REPUBLIKA.CO.ID, JAKARTA — Pandemi Covid-19 telah menciptakan perubahan inkonsistensi kondisi sehari-hari yang memiliki dampak yang cukup signifikan kepada anak. Hal ini juga menguat orang tua menjadi kesulitan untuk memprediksi situasi yang akan terjadi.

Psikolog Anak dan Co-Founder TigaGenerasi, Saskhya Aulia Prima, mengatakan ada beberapa fakta bahwa ternyata ada penurunan kemampuan motorik anak selama pandemi. Sebab dibandingkan 2019, pada 2020 terjadi penurunan motorik kasar maupun halus pada anak.

Baca Juga

“Dari komunikasi bayi, melihat mata, ikut bicara, kemudian di usia balita terjadi penurunan kesempatan bermain karena pembatasan sosial dan kesehatan mental lebih mudah stres,” kata Saskhya dalam Lazada Kids Festival, beberapa waktu lalu.
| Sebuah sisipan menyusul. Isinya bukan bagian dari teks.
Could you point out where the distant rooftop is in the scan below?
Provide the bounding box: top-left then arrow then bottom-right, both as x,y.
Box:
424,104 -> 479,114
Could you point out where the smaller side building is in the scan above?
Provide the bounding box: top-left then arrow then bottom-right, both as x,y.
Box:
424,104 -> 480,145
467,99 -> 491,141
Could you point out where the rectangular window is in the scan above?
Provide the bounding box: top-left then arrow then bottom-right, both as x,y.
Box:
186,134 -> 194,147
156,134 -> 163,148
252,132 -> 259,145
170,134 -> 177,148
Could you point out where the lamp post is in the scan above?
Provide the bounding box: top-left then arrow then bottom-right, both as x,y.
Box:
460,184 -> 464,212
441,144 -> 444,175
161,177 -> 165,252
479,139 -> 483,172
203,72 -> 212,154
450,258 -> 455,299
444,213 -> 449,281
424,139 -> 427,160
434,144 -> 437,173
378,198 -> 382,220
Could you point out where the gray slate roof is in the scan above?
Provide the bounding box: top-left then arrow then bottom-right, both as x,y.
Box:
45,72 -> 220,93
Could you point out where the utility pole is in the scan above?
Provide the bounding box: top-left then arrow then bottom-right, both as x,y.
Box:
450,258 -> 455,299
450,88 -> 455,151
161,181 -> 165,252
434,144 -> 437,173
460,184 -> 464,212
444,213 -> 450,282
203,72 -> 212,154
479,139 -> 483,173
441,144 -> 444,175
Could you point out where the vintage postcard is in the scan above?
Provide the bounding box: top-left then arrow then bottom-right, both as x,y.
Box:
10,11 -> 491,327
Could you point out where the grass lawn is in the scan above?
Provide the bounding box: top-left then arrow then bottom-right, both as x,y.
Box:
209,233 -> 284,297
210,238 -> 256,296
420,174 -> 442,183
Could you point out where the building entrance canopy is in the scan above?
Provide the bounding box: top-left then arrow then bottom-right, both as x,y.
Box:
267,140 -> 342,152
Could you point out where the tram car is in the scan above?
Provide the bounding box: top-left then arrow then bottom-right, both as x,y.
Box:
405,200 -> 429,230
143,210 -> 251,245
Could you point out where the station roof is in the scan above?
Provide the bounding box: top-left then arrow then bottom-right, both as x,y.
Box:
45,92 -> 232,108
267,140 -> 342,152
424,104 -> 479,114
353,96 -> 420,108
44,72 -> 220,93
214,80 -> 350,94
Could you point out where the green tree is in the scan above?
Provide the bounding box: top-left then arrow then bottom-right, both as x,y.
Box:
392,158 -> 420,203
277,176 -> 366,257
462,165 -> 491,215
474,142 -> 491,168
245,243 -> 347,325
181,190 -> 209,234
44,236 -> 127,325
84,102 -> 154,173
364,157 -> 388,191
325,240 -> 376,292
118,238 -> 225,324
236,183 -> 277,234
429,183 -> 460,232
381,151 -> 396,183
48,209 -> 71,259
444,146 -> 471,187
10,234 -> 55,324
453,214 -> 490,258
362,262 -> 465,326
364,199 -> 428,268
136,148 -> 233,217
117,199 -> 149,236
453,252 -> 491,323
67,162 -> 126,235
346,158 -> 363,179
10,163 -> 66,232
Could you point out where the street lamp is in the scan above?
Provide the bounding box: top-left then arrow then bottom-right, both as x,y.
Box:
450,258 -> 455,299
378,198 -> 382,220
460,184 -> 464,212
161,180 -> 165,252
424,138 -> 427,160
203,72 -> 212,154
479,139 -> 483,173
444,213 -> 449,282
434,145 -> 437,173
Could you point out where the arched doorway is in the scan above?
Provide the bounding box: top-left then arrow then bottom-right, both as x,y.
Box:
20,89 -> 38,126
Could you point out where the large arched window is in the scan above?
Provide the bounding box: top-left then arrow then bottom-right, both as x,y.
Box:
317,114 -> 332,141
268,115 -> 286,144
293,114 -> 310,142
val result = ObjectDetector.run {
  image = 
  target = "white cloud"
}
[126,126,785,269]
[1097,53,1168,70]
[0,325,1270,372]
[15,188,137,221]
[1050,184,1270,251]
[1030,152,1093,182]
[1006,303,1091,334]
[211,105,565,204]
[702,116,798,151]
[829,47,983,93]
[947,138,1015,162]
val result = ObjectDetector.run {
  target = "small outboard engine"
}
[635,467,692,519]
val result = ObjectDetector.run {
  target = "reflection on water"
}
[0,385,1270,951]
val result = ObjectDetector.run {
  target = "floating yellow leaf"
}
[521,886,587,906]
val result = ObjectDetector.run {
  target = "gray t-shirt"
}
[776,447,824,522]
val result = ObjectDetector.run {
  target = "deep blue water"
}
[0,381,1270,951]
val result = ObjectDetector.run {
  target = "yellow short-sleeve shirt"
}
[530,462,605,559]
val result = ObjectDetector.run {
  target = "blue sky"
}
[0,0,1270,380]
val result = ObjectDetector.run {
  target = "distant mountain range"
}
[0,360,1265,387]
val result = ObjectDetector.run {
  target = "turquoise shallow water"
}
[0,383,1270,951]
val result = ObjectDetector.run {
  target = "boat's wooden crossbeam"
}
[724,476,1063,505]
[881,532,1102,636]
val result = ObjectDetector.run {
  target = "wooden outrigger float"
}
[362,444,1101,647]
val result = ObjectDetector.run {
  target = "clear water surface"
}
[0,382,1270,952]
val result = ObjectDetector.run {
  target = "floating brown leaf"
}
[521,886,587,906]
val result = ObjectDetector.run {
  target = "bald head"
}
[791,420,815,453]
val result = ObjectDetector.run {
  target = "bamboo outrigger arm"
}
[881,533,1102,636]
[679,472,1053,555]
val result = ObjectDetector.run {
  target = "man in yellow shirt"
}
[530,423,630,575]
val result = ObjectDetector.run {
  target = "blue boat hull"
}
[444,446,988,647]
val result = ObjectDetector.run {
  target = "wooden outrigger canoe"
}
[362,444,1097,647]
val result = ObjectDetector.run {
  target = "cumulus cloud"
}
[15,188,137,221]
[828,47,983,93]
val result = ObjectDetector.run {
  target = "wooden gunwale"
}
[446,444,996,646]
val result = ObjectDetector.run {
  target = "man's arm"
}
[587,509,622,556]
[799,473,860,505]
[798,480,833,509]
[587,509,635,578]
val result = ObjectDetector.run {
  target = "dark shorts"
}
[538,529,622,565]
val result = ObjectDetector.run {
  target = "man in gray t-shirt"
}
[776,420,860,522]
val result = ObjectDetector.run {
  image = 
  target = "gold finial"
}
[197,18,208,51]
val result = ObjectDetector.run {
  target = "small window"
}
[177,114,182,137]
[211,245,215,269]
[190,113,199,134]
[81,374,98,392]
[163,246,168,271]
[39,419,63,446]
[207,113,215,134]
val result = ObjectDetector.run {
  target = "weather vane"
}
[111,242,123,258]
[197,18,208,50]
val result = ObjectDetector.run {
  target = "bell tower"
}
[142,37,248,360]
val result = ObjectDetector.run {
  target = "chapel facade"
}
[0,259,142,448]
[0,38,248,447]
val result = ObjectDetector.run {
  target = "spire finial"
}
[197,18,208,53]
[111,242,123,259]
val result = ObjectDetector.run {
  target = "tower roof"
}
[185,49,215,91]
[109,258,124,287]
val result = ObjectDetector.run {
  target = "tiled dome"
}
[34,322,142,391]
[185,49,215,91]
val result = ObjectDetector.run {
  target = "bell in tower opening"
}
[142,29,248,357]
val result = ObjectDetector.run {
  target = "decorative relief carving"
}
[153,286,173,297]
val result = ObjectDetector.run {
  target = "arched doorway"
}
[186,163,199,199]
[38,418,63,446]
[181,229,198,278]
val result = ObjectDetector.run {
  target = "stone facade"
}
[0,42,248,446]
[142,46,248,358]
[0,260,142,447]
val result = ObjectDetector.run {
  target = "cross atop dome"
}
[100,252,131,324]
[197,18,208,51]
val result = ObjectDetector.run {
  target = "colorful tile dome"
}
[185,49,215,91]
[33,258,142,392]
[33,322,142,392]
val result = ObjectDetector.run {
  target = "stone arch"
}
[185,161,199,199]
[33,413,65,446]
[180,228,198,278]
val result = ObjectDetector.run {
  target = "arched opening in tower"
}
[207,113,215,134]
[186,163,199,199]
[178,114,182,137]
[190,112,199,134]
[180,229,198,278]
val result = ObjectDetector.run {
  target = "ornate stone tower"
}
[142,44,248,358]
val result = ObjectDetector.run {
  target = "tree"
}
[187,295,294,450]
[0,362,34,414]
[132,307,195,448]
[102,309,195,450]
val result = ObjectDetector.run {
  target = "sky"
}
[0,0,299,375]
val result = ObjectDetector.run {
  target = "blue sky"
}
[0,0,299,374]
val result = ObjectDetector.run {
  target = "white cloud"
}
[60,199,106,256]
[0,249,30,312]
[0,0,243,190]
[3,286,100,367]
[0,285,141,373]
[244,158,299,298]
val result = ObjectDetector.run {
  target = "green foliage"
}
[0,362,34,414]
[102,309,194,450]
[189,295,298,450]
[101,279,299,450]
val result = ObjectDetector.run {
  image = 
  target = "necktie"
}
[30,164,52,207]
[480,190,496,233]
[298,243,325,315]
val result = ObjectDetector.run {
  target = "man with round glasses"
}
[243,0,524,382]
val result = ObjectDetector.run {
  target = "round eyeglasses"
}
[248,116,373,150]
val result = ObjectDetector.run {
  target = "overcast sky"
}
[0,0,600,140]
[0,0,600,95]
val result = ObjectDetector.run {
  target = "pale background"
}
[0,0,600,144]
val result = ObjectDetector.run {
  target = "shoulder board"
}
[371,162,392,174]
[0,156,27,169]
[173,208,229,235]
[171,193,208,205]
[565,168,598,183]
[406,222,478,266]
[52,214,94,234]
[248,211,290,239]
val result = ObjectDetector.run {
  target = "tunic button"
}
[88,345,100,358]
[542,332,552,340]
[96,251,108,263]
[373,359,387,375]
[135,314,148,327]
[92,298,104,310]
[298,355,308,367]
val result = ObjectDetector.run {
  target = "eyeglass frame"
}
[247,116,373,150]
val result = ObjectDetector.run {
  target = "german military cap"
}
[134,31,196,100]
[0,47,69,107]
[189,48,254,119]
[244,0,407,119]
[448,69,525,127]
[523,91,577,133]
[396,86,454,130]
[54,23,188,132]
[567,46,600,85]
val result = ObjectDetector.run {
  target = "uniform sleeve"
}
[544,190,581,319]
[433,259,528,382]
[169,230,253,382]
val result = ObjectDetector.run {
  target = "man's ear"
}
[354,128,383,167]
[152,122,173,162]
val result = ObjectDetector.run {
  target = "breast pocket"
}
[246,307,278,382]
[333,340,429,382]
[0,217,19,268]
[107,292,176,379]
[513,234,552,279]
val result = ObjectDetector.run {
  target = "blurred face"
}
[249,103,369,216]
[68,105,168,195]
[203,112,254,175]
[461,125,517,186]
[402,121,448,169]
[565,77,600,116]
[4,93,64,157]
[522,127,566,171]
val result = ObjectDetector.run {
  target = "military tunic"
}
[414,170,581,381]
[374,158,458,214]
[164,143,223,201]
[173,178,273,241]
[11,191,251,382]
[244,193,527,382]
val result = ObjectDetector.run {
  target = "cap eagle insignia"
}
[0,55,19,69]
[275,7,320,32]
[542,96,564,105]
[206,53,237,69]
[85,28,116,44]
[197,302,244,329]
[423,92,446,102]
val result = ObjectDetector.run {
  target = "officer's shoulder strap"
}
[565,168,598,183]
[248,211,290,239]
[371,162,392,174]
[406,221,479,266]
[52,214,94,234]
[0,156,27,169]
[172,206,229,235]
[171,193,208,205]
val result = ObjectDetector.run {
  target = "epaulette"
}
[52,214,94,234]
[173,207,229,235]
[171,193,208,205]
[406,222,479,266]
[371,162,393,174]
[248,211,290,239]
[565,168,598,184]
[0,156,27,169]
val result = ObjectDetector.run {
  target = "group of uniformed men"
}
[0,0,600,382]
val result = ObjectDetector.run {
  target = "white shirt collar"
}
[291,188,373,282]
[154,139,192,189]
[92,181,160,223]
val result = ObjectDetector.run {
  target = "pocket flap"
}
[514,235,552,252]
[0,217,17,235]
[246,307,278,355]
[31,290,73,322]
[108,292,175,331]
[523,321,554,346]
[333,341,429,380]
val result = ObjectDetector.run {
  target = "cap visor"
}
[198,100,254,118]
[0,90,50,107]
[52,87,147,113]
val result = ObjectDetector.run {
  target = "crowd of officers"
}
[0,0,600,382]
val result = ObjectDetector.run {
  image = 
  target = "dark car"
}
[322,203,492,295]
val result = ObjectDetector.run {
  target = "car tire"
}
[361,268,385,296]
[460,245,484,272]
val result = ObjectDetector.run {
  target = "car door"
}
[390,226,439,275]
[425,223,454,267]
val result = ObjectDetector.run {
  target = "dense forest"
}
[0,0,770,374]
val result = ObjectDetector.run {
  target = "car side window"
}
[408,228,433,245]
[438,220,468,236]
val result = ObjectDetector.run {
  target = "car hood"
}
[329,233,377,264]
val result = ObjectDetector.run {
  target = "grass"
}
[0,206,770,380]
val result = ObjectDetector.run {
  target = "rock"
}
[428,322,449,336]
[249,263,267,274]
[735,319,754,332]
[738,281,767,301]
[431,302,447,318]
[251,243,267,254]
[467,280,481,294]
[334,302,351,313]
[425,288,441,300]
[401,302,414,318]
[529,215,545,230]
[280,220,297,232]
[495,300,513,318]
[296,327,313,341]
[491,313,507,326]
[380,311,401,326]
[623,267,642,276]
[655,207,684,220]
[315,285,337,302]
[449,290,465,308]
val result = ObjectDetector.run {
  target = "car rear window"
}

Kebutuhan fisik anak sangat tinggi. Jadi, harus cari cara di tengah keterbatasan, keinginan mereka untuk bergerak harus tetap terpenuhi.

Kadang-kadang ortu juga khawatir apakah pemakaian masker pada abak bisa mengganggu emosi mereka. Namun dari penelitian terbaru, untuk pemakaian masket tidak terlalu mengurangi kemampuan anak memahami emosi orang lain.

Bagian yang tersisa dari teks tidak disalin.